Sebagaimana jiwa manusia yang memiliki beberapa istilah,  makna(ma’na)  menurut al-Attas juga merujuk kepada beberapa nama.  Pada hakikatnya makna merupakan bentuk intelijibel yang berkaitan dengan  kata, ekspresi, atau simbol yang diterapkan untuk menunjukkan itu. Ketika itu kata, ekspresi, atau simbol menjadi gagasan dalam pikiran (‘aql: nutq) hal itu disebut ‘dipahami’(mahfūm). Sebagai bentuk Intelijibel  yang dibentuk untuk menjawab pertanyaan “apa itu?”  bentuk intelijibel itu disebut ‘esensi’ (māhiyyah). Apabila ia dianggap sebagai sesuatu yang ada di luar pikiran, atau secara obyektif hal itu disebut ‘realitas’ (haqīqah). Sebagai suatu realitas yang membedakan sesuatu dari yang lainnya, maka ia disebut ‘individualitas’ atau ‘eksistensi individu’ (huwiyyah). Secara umum makna (ma’na) diartikan sebagai “the recognition of the place of anything in a system” atau pengenalan terhadap ‘tempat’  dari  segala sesuatu di dalam sebuah sistem. Konsep ‘tempat’ pada definisi makna, mengacu kepada pengenalan terhadap ‘tempat yang tempat’ yang   berkaitan domain ontologis yang mencakup manusia dan dunia empiris, serta domain ontologis yang mencakup aspek relijius pada eksistensi manusia.

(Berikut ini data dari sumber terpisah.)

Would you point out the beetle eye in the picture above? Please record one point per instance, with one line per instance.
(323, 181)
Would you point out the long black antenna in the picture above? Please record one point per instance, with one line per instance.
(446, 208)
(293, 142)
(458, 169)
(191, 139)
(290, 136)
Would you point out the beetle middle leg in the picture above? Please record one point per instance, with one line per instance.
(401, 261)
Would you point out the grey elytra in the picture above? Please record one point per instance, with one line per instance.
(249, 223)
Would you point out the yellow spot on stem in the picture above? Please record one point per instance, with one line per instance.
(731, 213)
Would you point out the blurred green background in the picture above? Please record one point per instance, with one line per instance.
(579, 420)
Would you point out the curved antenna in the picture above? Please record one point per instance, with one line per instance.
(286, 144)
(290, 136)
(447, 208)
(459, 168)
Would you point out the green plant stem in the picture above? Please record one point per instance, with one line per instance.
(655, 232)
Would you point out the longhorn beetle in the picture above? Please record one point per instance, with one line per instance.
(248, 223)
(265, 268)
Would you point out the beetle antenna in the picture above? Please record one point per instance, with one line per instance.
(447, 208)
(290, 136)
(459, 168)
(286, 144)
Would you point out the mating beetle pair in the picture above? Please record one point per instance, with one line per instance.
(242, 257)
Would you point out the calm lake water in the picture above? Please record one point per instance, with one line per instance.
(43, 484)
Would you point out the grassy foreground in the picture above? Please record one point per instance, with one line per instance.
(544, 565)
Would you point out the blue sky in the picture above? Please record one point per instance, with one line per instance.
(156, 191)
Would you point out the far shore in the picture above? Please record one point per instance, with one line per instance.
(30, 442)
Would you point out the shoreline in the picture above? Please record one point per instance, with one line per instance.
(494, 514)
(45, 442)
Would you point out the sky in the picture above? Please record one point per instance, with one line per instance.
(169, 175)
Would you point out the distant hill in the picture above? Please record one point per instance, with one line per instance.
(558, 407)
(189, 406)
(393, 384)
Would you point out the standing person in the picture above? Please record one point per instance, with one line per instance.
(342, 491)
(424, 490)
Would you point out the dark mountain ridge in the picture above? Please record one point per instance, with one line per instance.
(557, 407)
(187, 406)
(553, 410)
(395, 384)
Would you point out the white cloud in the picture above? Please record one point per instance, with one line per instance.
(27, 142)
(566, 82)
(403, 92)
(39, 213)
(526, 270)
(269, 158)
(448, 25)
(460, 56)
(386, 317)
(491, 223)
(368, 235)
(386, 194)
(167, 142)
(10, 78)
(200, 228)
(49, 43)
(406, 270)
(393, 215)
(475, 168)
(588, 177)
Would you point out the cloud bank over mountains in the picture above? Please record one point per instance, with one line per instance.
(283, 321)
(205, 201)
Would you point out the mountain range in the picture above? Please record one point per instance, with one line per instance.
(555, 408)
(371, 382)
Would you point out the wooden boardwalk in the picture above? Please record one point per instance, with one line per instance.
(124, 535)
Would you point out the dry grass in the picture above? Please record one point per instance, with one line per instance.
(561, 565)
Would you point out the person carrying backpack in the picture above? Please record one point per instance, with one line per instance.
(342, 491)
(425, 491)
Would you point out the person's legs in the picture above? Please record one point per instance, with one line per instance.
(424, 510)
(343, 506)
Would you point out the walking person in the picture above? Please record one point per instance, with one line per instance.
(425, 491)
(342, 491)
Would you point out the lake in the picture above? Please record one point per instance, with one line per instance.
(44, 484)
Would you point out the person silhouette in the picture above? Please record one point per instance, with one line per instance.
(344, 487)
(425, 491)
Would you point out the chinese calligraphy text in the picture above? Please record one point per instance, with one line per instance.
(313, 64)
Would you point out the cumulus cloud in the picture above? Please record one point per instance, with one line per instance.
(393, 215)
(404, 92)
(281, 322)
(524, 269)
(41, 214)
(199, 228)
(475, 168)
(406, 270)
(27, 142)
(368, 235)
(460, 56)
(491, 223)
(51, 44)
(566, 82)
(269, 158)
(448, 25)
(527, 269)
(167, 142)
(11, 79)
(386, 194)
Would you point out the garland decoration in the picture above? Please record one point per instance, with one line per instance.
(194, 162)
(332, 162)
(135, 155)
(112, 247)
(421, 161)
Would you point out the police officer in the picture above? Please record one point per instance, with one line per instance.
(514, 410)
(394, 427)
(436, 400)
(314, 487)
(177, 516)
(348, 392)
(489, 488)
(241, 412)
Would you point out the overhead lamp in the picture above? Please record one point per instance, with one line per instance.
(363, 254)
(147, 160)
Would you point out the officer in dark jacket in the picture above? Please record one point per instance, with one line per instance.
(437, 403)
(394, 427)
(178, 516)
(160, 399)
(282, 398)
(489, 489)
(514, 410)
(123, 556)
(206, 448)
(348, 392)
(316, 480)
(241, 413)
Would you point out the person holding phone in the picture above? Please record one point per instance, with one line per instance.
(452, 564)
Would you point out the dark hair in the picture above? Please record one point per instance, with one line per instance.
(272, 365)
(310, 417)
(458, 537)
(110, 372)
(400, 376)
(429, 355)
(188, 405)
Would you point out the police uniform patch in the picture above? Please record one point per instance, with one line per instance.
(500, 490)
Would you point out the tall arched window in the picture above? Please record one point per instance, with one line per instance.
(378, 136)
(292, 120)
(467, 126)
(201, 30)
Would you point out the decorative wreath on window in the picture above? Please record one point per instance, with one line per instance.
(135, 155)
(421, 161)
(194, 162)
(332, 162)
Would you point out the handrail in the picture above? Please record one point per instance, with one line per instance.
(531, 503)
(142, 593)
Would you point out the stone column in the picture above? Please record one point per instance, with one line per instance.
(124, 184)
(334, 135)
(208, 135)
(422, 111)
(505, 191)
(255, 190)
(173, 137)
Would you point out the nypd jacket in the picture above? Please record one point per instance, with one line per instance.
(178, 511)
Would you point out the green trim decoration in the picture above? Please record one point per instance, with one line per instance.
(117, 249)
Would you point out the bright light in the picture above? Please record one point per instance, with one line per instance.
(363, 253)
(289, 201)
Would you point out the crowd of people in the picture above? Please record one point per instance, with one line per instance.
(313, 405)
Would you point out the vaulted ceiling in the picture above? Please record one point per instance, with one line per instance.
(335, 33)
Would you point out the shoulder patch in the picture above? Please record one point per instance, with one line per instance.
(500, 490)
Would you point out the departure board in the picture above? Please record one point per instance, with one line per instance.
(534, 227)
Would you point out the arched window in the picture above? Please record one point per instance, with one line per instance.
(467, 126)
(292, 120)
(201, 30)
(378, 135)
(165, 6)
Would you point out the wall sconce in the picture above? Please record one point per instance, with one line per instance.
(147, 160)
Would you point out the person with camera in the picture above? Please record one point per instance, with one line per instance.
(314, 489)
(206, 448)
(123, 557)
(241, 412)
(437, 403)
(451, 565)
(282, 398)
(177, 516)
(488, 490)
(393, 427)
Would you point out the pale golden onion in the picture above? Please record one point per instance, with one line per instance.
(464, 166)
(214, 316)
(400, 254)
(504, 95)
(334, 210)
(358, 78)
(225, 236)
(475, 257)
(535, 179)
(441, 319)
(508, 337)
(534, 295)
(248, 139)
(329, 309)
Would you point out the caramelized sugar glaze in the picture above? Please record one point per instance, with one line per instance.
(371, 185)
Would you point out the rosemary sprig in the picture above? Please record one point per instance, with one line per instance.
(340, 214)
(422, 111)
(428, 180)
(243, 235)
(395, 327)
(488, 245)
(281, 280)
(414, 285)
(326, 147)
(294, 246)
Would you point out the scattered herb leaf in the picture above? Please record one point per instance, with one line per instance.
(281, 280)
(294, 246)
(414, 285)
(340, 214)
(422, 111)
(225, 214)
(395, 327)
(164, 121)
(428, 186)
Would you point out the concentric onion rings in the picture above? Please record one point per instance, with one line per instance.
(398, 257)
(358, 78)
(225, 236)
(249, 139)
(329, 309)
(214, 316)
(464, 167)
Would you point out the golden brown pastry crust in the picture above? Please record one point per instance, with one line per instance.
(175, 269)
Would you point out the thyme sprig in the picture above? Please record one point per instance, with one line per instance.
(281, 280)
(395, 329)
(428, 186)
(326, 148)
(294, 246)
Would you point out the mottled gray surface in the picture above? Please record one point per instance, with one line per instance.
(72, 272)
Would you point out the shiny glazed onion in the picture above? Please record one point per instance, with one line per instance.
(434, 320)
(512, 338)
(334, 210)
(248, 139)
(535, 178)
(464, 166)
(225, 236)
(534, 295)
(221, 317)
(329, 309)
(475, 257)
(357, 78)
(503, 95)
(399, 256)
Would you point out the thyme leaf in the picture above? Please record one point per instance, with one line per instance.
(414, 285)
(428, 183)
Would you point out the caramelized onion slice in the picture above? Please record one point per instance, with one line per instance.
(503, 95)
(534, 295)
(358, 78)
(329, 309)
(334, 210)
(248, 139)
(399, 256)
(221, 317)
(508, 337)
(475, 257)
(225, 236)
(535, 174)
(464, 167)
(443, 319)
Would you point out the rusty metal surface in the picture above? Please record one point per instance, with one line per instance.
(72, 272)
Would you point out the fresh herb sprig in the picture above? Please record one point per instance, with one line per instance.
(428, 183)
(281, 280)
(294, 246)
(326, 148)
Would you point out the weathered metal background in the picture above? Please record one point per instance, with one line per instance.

Makna harus melibatkan pengakuan terhadap tempat segala sesuatu di dalam sistem sehingga ilmu pengetahuan sejati terdiri atas pengakuan terhadap ‘tempat yang tepat’ bagi Allah swt dalam urutan “being” dan eksistensi. Al-Attas menegaskan bahwa “tempat” merujuk kepada letaknya yang wajar dalam sistem, yaitu sistem pemikiran dalam al-Qur’an yang diuraikan secara sistematis melalui tradisi para nabi dan dituturkan oleh agama sebagai suatu pandangan alam (worldview ) sehingga menghantarkan kepada  pengenalan terhadap Tuhan Semesta Alam.
Dari penjelasan ini dapat kita tarik benang merah bahwa ilmu pengetahuan tanpa pengakuan terhadap eksistensi Tuhan, bukan merupakan ilmu pengetahuan yang sesungguhnya.
Salah satu aspek dari ilmu pengetahuan yang dibahas secara substansial oleh al-Attas yaitu sifat dan kegunaan ilmu pengetahuan yang berbeda dengan kegunaan dan sifat ilmu dalam pandangan hidup Barat (Western Worldview)  terutama  dalam memandang realitas dan hakikat kebenaran. Pandangan  alam Barat tersebut telah menyebabkan   pengaburan  antara  yang  haq dan yang batil,  ‘yang sebenarnya’ dengan  ‘yang palsu’, karena ilmu telah terlepas dari Iman atau Tuhan dan hal-hal yang bersifat metafisik akibat Sekularisasi. Padahal dalam pandangan alam Islami,  Iman mengandung unsur ilmu yang memahamkan tentang kebenaran pada akal manusia.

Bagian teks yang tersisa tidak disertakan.